Ça suit une évolution satisfaisante, j’ai repris la course au bout de 3 mois, avec des séances de plus en plus intenses. Sur le plan fonctionnel, on fait un peu de muscu, on essaie de retrouver de la force. Je vais entreprendre une partie technique avec le groupe, sans aller encore dans les duels ou dans les matchs. Mais on est vraiment dans les délais. Il me reste un mois, si tout se passe bien.

Ce n’est pas trop difficile d’être éloigné de la vie du groupe ?

Sur le plan présentiel, tu ne vis pas avec le groupe la compétition tous les week-ends, t’es inactif.

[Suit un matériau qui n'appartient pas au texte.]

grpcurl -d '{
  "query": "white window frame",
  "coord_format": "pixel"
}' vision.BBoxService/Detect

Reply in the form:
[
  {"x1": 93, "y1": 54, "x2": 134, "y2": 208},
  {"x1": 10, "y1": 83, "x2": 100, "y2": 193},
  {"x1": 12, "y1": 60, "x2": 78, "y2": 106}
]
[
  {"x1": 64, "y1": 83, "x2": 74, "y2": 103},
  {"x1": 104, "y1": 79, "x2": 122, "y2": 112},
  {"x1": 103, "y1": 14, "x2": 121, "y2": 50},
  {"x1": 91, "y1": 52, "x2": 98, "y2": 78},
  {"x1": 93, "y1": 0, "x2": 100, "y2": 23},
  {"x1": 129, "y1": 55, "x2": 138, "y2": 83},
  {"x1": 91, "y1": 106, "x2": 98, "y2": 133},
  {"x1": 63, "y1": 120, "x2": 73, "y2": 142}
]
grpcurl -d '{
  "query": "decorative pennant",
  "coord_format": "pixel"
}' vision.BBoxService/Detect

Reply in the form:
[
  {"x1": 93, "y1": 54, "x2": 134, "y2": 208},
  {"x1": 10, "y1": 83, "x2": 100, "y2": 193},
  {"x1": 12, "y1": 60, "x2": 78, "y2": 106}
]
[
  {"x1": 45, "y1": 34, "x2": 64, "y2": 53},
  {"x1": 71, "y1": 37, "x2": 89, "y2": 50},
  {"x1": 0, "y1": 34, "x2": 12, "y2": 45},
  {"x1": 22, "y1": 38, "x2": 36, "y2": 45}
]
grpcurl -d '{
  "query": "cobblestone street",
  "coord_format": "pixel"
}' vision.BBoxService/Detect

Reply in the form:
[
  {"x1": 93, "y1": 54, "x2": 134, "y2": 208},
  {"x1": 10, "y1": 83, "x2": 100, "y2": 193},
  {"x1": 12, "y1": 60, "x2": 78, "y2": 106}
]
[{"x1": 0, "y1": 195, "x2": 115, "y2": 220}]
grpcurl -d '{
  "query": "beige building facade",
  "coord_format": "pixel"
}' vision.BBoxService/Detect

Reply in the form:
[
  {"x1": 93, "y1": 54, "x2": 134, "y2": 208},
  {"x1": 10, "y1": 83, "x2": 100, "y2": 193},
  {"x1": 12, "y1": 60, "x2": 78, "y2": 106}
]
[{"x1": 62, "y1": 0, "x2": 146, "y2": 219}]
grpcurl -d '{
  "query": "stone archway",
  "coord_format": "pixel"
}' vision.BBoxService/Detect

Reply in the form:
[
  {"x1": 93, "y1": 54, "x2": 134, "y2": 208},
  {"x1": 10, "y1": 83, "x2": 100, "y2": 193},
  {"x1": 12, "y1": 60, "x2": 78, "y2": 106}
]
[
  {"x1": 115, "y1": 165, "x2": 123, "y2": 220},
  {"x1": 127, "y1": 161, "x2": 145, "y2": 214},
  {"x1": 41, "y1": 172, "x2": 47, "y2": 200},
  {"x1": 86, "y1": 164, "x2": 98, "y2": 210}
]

Et dans le quotidien, j’ai un travail individualisé, je suis beaucoup plus avec les kinés, le préparateur physique, qu’avec l’ensemble de l’effectif. En revanche, j’ai la chance d’être dans un club où les structures sont très intéressantes et très confortables, donc j’ai pas besoin d’aller dans un centre de rééducation, genre Cap Breton ou Saint Raphaël, car j’ai tous les outils et toutes les compétences sous la main. Ça me permet d’avoir des contacts tous les jours avec le reste du groupe. Même si ce n’est que pour du gainage, des abdos ou des pompes, je partage quand même sa vie, je ne suis pas totalement en autarcie.

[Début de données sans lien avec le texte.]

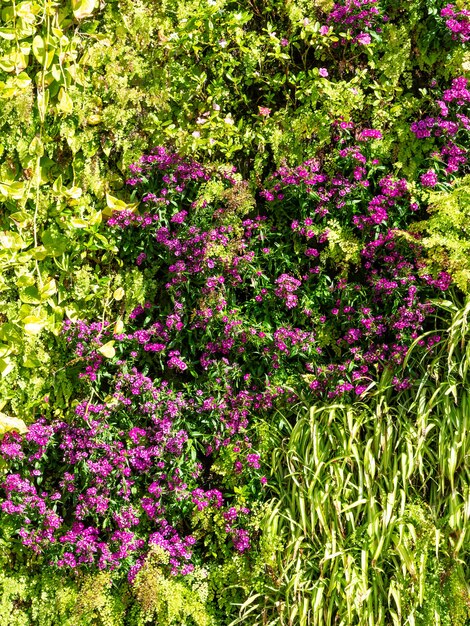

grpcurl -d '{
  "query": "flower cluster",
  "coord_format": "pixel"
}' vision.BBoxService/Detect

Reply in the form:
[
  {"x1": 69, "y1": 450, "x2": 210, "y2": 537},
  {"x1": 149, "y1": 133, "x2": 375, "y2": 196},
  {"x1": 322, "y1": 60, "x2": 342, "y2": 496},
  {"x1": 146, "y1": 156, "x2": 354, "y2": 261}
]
[
  {"x1": 0, "y1": 364, "x2": 260, "y2": 579},
  {"x1": 411, "y1": 76, "x2": 470, "y2": 183},
  {"x1": 441, "y1": 3, "x2": 470, "y2": 43},
  {"x1": 275, "y1": 274, "x2": 302, "y2": 309},
  {"x1": 324, "y1": 0, "x2": 388, "y2": 46}
]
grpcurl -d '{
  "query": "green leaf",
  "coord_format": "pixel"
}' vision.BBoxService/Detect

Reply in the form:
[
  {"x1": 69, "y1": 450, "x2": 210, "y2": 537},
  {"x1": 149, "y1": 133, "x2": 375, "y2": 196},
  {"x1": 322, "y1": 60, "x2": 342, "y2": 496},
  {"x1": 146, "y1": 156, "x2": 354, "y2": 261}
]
[
  {"x1": 9, "y1": 211, "x2": 32, "y2": 225},
  {"x1": 40, "y1": 278, "x2": 57, "y2": 299},
  {"x1": 23, "y1": 315, "x2": 47, "y2": 334},
  {"x1": 72, "y1": 0, "x2": 98, "y2": 20},
  {"x1": 32, "y1": 35, "x2": 56, "y2": 69},
  {"x1": 0, "y1": 28, "x2": 16, "y2": 40},
  {"x1": 20, "y1": 286, "x2": 41, "y2": 304},
  {"x1": 97, "y1": 341, "x2": 116, "y2": 359},
  {"x1": 57, "y1": 88, "x2": 73, "y2": 114},
  {"x1": 102, "y1": 193, "x2": 138, "y2": 217},
  {"x1": 0, "y1": 358, "x2": 14, "y2": 378},
  {"x1": 0, "y1": 413, "x2": 27, "y2": 434},
  {"x1": 0, "y1": 181, "x2": 27, "y2": 199},
  {"x1": 69, "y1": 218, "x2": 89, "y2": 228},
  {"x1": 113, "y1": 287, "x2": 125, "y2": 301},
  {"x1": 29, "y1": 136, "x2": 44, "y2": 157},
  {"x1": 42, "y1": 230, "x2": 68, "y2": 256},
  {"x1": 0, "y1": 231, "x2": 26, "y2": 250}
]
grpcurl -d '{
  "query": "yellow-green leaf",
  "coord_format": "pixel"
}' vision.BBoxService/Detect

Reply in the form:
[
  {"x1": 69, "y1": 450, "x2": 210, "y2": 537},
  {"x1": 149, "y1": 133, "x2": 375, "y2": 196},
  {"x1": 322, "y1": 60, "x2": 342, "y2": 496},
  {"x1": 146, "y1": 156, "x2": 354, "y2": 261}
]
[
  {"x1": 23, "y1": 315, "x2": 47, "y2": 334},
  {"x1": 69, "y1": 217, "x2": 88, "y2": 228},
  {"x1": 97, "y1": 341, "x2": 116, "y2": 359},
  {"x1": 0, "y1": 29, "x2": 16, "y2": 41},
  {"x1": 40, "y1": 278, "x2": 57, "y2": 299},
  {"x1": 72, "y1": 0, "x2": 97, "y2": 20},
  {"x1": 0, "y1": 181, "x2": 26, "y2": 199},
  {"x1": 102, "y1": 193, "x2": 138, "y2": 217},
  {"x1": 32, "y1": 35, "x2": 55, "y2": 69},
  {"x1": 9, "y1": 211, "x2": 31, "y2": 225},
  {"x1": 0, "y1": 358, "x2": 14, "y2": 378},
  {"x1": 0, "y1": 231, "x2": 25, "y2": 250},
  {"x1": 0, "y1": 413, "x2": 28, "y2": 435},
  {"x1": 57, "y1": 88, "x2": 73, "y2": 114}
]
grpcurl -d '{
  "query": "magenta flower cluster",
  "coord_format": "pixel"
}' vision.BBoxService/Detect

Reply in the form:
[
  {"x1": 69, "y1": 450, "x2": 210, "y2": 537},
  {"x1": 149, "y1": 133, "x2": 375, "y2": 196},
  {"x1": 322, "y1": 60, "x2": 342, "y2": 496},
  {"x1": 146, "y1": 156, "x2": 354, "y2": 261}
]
[
  {"x1": 441, "y1": 3, "x2": 470, "y2": 42},
  {"x1": 411, "y1": 76, "x2": 470, "y2": 183},
  {"x1": 324, "y1": 0, "x2": 388, "y2": 46},
  {"x1": 0, "y1": 360, "x2": 261, "y2": 579}
]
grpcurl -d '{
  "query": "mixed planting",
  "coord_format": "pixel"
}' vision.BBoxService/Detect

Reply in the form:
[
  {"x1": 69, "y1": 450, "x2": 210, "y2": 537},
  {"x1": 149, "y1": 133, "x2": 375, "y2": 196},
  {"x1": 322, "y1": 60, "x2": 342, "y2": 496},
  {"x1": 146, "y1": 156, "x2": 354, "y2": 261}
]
[{"x1": 0, "y1": 0, "x2": 469, "y2": 624}]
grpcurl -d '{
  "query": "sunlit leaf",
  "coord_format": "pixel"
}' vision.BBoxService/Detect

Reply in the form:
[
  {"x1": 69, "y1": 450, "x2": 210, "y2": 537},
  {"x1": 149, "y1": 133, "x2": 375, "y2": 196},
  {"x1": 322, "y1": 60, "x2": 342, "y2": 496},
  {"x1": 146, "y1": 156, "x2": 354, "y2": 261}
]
[{"x1": 97, "y1": 341, "x2": 116, "y2": 359}]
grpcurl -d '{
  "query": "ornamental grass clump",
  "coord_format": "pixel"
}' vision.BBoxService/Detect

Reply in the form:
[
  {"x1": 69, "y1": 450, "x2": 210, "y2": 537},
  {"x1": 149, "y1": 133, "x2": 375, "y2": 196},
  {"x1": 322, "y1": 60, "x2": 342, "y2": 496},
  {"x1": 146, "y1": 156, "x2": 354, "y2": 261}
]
[{"x1": 235, "y1": 301, "x2": 470, "y2": 624}]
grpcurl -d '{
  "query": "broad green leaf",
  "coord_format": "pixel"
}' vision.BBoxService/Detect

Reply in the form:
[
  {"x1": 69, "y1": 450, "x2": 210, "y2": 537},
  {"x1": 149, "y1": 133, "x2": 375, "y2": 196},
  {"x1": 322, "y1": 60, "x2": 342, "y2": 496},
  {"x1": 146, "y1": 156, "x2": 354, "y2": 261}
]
[
  {"x1": 0, "y1": 358, "x2": 14, "y2": 378},
  {"x1": 30, "y1": 246, "x2": 48, "y2": 260},
  {"x1": 28, "y1": 135, "x2": 44, "y2": 157},
  {"x1": 97, "y1": 341, "x2": 116, "y2": 359},
  {"x1": 52, "y1": 175, "x2": 63, "y2": 194},
  {"x1": 69, "y1": 217, "x2": 88, "y2": 228},
  {"x1": 16, "y1": 274, "x2": 35, "y2": 288},
  {"x1": 72, "y1": 0, "x2": 97, "y2": 19},
  {"x1": 102, "y1": 193, "x2": 138, "y2": 217},
  {"x1": 15, "y1": 72, "x2": 31, "y2": 89},
  {"x1": 0, "y1": 28, "x2": 16, "y2": 40},
  {"x1": 0, "y1": 413, "x2": 27, "y2": 434},
  {"x1": 32, "y1": 35, "x2": 56, "y2": 69},
  {"x1": 0, "y1": 231, "x2": 25, "y2": 250},
  {"x1": 0, "y1": 181, "x2": 26, "y2": 199},
  {"x1": 57, "y1": 88, "x2": 73, "y2": 114},
  {"x1": 113, "y1": 287, "x2": 125, "y2": 301},
  {"x1": 40, "y1": 278, "x2": 57, "y2": 299},
  {"x1": 22, "y1": 315, "x2": 47, "y2": 334},
  {"x1": 19, "y1": 286, "x2": 41, "y2": 304},
  {"x1": 42, "y1": 230, "x2": 68, "y2": 256},
  {"x1": 9, "y1": 211, "x2": 32, "y2": 225},
  {"x1": 63, "y1": 186, "x2": 82, "y2": 199}
]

Le groupe a beaucoup changé, comment vois-tu ça ?

Il y a eu pas mal de changements, pas mal de départs, mais c’est un peu le lot de ces dernières saisons à Lille. Il y a une politique de formation qui se réinstaure pour des raisons économiques et budgétaires. Il y a un nouvel entraîneur ambitieux, donc forcément un renouvellement d’effectif. C’est naturel, c’est aussi bien la logique sportive que la logique d’entreprise. Il faut laisser passer un peu de temps, tout ne vient pas aussi rapidement qu’on le voudrait, mais il y a un réel potentiel.

À titre personnel, tu n’as jamais envisagé un départ ?

D’abord, quand t’es blessé, tu peux pas forcément prétendre à un départ. Puis surtout? je n’en ai pas la volonté. Premièrement parce que je suis bien à Lille, ça fait 9 ans, quand tu passes autant d’années avec un maillot, t’es obligé de l’aimer, t’y es attaché. La 2e raison, c’est que je pense que ma fonction, mon rôle, mon statut sont décuplés de par mon ancienneté. Je suis arrivé en tant que joueur de Ligue 2 du FC Metz, à aujourd’hui un statut où t’as une réelle expérience à faire valoir auprès des autres joueurs, t’as une réelle importance, et il y a une réelle volonté du club de te garder, pour pérenniser des valeurs qui ont été les nôtres depuis quelques saisons. En tant que rescapé du doublé, t’as aussi une exemplarité par rapport à ce que tu as fait dans le club. Tout ça mélangé, tu n’as pas forcément de sirène extérieure qui puisse te faire bouger.

Tu prends toujours autant de plaisir à jouer à Lille ?

Je ne joue pas dans un club inintéressant. Chaque saison, il y a toujours eu quelque chose de nouveau, que ce soit l’ouverture du domaine de Luchin, la Ligue Europa, le titre de champion, la Ligue des champions, le Grand Stade… il y a toujours quelque chose de sympa et de compétitif à jouer. Peut-être pas le podium, mais au moins les 5 premiers. Je suis quand même dans un des meilleurs clubs de France, un des plus structurés. La politique me convient aujourd’hui, même si elle a beaucoup changé et qu’il va falloir que je m’adapte.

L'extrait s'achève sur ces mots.